Ebooks
When Compensation Can't Keep Up: The Mid-Market Pay Gap
Scaling organizations have built real compensation infrastructure. Market pricing is largely in place. Equity analyses run regularly. Performance frameworks are documented. But Salary.com's 2026 Pay Practices and Compensation Strategy Survey surfaces a persistent and measurable gap: 75% of HR professionals believe pay is fair at their organization, but only 44% think employees agree. For organizations between 500 and 5,000 employees, that gap isn't abstract. It shows up in off-cycle requests, retention risk, and comp conversations that managers aren't equipped to handle — especially as merit cycles close and mid-year pay structure work gets underway.
This report breaks down what the data reveals about pay structure at scaling organizations, where the gaps compound at scale, and which structural moves the data says are worth acting on now.
- More often than not, the foundation is missing: Only 51% of organizations have formal job architecture and 22% use no job leveling at all. When architecture is inconsistent, pay decisions become person-dependent — held together by institutional knowledge rather than governed structure. That system works until the company grows another division, a key analyst leaves, or a manager walks into a review without a coherent story to tell.
- Managers are prepared for half the conversation: A 17.5-point gap exists between performance evaluation training (69.7%) and compensation conversation training (52.2%).
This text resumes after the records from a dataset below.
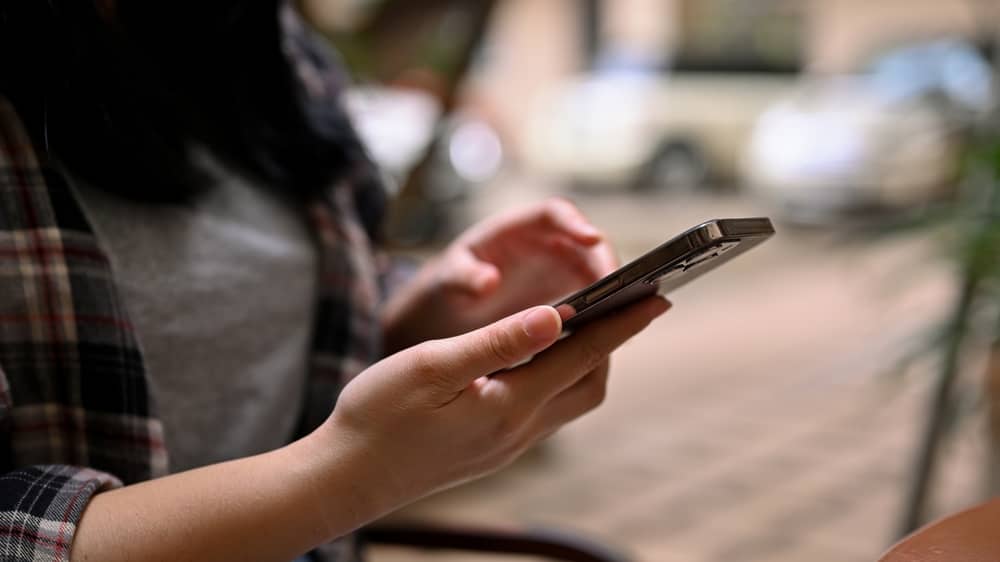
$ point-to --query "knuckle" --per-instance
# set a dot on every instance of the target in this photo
(425, 362)
(591, 353)
(506, 426)
(502, 346)
(555, 208)
(597, 391)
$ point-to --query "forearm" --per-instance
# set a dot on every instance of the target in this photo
(270, 507)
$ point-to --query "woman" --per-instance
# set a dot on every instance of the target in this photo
(188, 286)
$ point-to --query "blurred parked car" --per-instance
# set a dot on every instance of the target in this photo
(398, 126)
(887, 138)
(642, 130)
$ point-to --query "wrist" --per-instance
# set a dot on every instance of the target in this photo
(336, 479)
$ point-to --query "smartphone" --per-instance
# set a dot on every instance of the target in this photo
(665, 268)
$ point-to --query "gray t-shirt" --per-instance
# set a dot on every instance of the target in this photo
(221, 293)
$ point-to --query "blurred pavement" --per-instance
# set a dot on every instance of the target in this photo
(760, 419)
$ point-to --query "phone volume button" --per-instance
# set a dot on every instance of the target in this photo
(603, 290)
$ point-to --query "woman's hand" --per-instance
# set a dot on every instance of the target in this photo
(507, 263)
(418, 421)
(432, 416)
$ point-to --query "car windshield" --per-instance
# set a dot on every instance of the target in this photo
(952, 68)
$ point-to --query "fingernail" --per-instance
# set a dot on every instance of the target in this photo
(588, 230)
(660, 306)
(541, 323)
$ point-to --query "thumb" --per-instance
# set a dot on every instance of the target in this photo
(468, 274)
(500, 345)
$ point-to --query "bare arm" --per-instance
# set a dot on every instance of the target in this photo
(416, 422)
(270, 507)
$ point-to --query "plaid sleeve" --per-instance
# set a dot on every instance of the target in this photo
(40, 507)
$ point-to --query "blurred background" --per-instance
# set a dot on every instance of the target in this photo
(813, 400)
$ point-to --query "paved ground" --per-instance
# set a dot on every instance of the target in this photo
(758, 420)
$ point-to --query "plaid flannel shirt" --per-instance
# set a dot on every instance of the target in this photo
(75, 411)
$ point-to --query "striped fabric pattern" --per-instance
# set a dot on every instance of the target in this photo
(75, 410)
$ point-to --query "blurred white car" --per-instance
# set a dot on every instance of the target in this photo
(890, 138)
(621, 130)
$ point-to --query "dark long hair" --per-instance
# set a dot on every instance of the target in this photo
(118, 100)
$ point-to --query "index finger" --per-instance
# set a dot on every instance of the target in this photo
(565, 363)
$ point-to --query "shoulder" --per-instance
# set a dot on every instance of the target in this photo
(34, 194)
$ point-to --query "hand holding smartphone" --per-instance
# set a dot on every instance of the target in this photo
(665, 268)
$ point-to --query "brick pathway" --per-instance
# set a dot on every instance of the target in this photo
(756, 421)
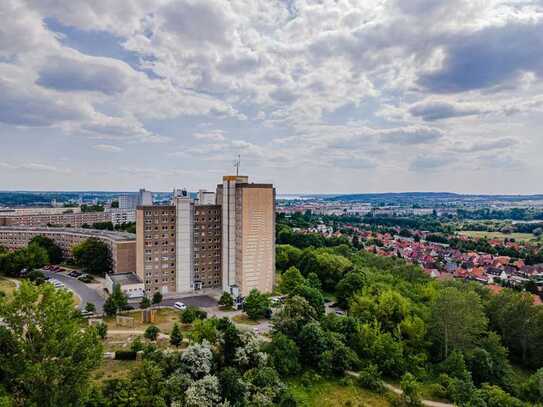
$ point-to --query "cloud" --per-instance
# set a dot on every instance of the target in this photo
(429, 163)
(214, 135)
(438, 110)
(108, 148)
(500, 144)
(411, 135)
(487, 58)
(85, 74)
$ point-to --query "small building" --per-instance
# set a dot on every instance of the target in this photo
(131, 285)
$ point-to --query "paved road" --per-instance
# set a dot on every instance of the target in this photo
(86, 293)
(202, 301)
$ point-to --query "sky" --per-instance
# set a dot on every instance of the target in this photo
(316, 96)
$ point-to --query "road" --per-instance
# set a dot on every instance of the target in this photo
(84, 292)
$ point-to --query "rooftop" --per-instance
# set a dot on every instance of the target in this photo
(125, 278)
(108, 234)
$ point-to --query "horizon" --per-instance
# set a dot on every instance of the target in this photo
(327, 96)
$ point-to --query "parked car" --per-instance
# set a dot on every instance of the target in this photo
(180, 306)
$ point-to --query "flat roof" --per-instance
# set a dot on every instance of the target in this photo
(108, 234)
(125, 278)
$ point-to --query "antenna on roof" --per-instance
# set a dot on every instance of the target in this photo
(237, 165)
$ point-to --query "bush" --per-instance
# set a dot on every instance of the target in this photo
(370, 378)
(125, 355)
(151, 332)
(192, 313)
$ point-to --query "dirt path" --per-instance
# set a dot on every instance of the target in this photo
(398, 391)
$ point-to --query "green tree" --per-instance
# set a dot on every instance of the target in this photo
(457, 320)
(290, 280)
(157, 297)
(256, 304)
(347, 287)
(90, 307)
(151, 333)
(54, 252)
(226, 300)
(410, 389)
(176, 336)
(284, 354)
(46, 356)
(101, 330)
(93, 256)
(145, 303)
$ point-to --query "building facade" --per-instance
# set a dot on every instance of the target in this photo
(121, 245)
(194, 244)
(248, 235)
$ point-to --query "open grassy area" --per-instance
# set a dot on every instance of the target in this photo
(243, 319)
(333, 393)
(7, 287)
(165, 319)
(498, 235)
(114, 369)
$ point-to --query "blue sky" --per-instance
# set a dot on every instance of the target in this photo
(323, 96)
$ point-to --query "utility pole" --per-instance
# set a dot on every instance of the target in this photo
(237, 164)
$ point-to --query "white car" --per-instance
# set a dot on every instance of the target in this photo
(180, 306)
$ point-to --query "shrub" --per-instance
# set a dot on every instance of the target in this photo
(192, 313)
(125, 355)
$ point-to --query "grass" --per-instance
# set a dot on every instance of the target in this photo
(165, 319)
(7, 287)
(498, 235)
(243, 319)
(332, 393)
(114, 369)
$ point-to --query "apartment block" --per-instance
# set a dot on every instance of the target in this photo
(248, 235)
(121, 245)
(218, 240)
(156, 247)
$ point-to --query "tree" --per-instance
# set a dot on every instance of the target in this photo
(54, 251)
(410, 389)
(145, 303)
(176, 336)
(457, 320)
(116, 302)
(347, 287)
(90, 307)
(294, 315)
(151, 333)
(203, 393)
(256, 304)
(192, 313)
(46, 356)
(284, 354)
(101, 330)
(93, 256)
(291, 279)
(157, 297)
(226, 300)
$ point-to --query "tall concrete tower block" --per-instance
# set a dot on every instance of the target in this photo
(248, 238)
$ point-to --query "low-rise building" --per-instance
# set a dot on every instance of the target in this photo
(122, 245)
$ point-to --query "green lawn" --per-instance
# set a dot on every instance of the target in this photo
(498, 235)
(7, 287)
(333, 393)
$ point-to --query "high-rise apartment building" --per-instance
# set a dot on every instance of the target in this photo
(248, 237)
(227, 242)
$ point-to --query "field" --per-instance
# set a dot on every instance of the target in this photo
(498, 235)
(7, 287)
(331, 393)
(114, 369)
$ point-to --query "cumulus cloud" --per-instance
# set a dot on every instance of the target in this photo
(438, 110)
(108, 148)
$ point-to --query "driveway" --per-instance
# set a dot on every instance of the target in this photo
(84, 292)
(202, 301)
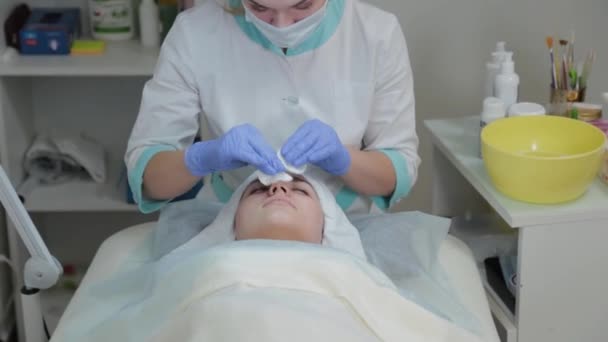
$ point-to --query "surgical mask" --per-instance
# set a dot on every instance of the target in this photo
(289, 36)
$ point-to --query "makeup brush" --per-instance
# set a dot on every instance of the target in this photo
(587, 69)
(549, 41)
(564, 75)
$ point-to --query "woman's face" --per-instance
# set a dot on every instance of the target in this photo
(282, 13)
(281, 211)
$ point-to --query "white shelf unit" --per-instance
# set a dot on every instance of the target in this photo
(94, 96)
(561, 248)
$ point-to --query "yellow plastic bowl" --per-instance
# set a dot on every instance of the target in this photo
(542, 159)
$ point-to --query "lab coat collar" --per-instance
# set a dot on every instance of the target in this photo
(329, 25)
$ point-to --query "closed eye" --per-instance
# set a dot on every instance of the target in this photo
(257, 7)
(304, 5)
(302, 191)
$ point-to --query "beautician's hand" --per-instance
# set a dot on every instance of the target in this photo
(240, 146)
(317, 143)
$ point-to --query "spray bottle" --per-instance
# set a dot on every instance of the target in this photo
(507, 82)
(493, 68)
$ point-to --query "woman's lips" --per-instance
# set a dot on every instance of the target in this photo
(278, 201)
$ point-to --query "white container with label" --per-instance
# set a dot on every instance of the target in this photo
(112, 19)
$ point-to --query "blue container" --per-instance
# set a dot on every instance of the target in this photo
(50, 31)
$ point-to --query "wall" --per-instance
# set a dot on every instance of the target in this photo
(450, 41)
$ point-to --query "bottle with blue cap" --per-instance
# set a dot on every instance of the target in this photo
(493, 109)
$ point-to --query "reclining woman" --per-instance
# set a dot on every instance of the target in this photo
(279, 263)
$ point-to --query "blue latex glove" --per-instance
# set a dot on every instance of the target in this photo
(241, 146)
(317, 143)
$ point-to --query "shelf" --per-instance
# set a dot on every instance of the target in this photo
(127, 58)
(458, 139)
(78, 196)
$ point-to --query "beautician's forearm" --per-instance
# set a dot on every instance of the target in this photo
(166, 176)
(371, 173)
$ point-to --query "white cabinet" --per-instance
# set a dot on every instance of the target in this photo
(95, 96)
(562, 255)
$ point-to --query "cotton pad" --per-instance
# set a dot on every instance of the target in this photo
(283, 176)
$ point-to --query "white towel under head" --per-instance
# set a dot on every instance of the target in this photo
(338, 232)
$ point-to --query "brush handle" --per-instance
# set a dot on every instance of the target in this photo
(553, 71)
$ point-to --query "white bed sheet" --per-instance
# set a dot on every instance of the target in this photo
(455, 257)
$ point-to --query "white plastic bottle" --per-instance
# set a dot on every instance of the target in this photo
(493, 67)
(492, 70)
(507, 82)
(493, 109)
(149, 24)
(112, 19)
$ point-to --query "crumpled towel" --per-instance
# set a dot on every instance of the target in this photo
(54, 160)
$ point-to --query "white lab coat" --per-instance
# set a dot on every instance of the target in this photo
(210, 73)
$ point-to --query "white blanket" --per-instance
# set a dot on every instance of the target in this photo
(263, 291)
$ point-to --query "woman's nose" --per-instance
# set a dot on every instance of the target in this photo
(278, 187)
(282, 20)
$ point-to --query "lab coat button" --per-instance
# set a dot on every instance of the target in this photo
(292, 100)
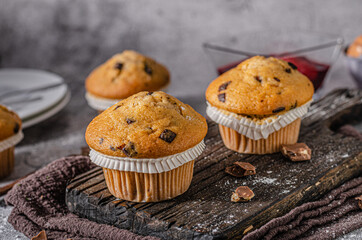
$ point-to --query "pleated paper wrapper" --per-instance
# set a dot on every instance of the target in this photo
(254, 128)
(146, 165)
(148, 180)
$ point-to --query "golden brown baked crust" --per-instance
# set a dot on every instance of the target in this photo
(260, 86)
(125, 74)
(146, 125)
(10, 123)
(355, 49)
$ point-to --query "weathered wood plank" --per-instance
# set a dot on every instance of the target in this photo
(205, 210)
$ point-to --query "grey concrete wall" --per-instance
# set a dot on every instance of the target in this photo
(71, 37)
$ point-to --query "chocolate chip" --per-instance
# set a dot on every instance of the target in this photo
(16, 128)
(294, 106)
(242, 194)
(167, 136)
(276, 79)
(257, 78)
(118, 66)
(148, 69)
(130, 121)
(278, 109)
(292, 65)
(118, 106)
(296, 152)
(224, 86)
(222, 97)
(128, 149)
(241, 169)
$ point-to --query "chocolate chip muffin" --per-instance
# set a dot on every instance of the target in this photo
(259, 104)
(146, 145)
(123, 75)
(355, 49)
(10, 135)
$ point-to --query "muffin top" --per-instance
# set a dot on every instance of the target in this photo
(260, 86)
(146, 125)
(125, 74)
(10, 123)
(355, 49)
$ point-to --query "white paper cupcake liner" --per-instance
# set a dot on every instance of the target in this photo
(255, 128)
(98, 103)
(11, 141)
(101, 104)
(146, 165)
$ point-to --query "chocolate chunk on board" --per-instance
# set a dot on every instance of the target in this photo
(167, 136)
(359, 198)
(296, 152)
(242, 194)
(241, 169)
(16, 128)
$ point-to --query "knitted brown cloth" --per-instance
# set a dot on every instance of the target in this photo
(39, 203)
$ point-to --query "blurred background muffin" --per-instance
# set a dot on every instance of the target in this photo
(10, 135)
(259, 104)
(123, 75)
(353, 55)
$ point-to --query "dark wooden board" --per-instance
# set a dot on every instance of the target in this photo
(205, 210)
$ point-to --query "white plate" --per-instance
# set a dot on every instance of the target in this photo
(20, 79)
(47, 114)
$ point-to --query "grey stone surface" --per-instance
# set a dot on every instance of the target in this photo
(71, 37)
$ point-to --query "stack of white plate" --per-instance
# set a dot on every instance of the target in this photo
(45, 94)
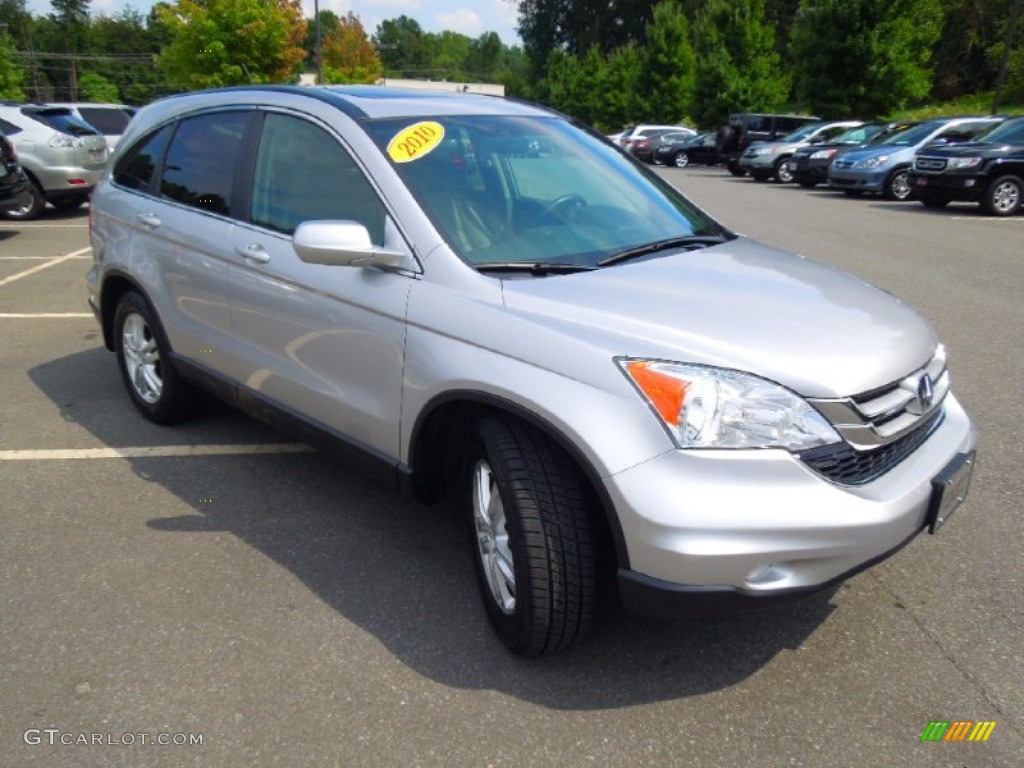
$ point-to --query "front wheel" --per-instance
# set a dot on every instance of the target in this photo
(30, 205)
(156, 389)
(783, 173)
(532, 540)
(898, 185)
(1003, 197)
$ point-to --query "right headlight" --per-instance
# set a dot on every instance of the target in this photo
(705, 407)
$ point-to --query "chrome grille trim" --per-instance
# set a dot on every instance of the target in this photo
(882, 416)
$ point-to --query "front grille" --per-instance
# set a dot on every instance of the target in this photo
(883, 426)
(930, 164)
(844, 464)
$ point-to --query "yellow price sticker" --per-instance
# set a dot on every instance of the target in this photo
(415, 141)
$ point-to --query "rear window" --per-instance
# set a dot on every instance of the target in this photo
(111, 121)
(60, 119)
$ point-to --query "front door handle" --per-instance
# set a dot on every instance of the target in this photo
(148, 220)
(253, 253)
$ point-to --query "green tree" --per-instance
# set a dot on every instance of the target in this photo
(94, 87)
(738, 68)
(863, 57)
(402, 46)
(669, 75)
(231, 42)
(11, 74)
(348, 54)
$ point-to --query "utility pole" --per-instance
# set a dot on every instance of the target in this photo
(1007, 48)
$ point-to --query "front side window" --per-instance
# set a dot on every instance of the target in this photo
(202, 159)
(503, 188)
(303, 174)
(135, 170)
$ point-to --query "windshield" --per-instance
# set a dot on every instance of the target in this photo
(505, 189)
(1010, 132)
(910, 135)
(801, 133)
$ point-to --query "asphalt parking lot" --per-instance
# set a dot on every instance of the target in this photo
(221, 589)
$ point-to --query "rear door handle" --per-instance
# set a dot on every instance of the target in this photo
(148, 220)
(253, 253)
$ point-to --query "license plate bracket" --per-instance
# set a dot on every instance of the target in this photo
(949, 488)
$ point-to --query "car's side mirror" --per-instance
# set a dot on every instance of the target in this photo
(337, 243)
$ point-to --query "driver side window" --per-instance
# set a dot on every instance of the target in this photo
(303, 174)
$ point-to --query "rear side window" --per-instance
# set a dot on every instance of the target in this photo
(136, 169)
(108, 120)
(202, 159)
(60, 119)
(304, 174)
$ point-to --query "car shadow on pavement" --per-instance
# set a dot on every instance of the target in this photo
(402, 571)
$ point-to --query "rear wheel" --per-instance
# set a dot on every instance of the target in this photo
(30, 205)
(532, 541)
(156, 389)
(898, 185)
(1003, 197)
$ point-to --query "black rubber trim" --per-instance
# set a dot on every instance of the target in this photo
(654, 597)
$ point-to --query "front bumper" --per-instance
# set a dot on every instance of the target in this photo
(873, 181)
(712, 531)
(952, 187)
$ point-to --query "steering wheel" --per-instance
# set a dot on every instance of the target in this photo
(564, 207)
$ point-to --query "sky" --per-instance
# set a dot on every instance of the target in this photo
(471, 17)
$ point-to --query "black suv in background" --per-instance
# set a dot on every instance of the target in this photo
(747, 127)
(988, 171)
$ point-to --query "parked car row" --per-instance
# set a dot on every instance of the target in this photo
(977, 159)
(61, 148)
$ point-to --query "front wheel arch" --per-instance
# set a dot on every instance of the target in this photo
(445, 423)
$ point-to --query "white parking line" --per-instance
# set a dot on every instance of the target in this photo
(37, 315)
(153, 452)
(46, 265)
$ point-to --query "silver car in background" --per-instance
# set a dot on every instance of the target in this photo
(488, 303)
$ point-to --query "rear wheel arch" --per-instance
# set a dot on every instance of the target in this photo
(444, 428)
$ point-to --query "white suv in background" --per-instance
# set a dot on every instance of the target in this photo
(62, 156)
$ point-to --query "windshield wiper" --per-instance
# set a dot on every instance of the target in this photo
(535, 267)
(689, 242)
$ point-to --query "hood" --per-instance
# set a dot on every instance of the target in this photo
(741, 305)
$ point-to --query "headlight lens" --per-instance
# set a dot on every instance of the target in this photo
(872, 162)
(964, 162)
(704, 407)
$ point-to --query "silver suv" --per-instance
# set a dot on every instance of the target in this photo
(488, 303)
(62, 156)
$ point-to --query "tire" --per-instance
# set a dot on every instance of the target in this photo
(532, 543)
(70, 204)
(143, 357)
(1003, 197)
(782, 173)
(898, 185)
(32, 207)
(934, 203)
The roughly 48% of organizations that invest in neither are leaving a compounding capability gap in place at the exact moment employees are most likely to raise pay questions.
- Transparency stops where trust begins: Organizations freely share performance criteria (67.7%) and how comp links to performance (67.5%). Fewer than 1 in 4 share pay equity assessment results — precisely the disclosure most directly tied to employee trust. At scaling organizations, that opacity compounds with headcount.
- Pay equity is a retention lever, not just a compliance requirement: Voluntary turnover declined to 10.6% in 2025, but organizations reporting missed production timelines due to turnover grew from 9.7% to 12.0%. Voluntary turnover correlates with perceived pay equity at r = -0.41 — and remote employees turn over at 7.4% versus 16.4% overall, making remote work policy one of the most underused stability levers available.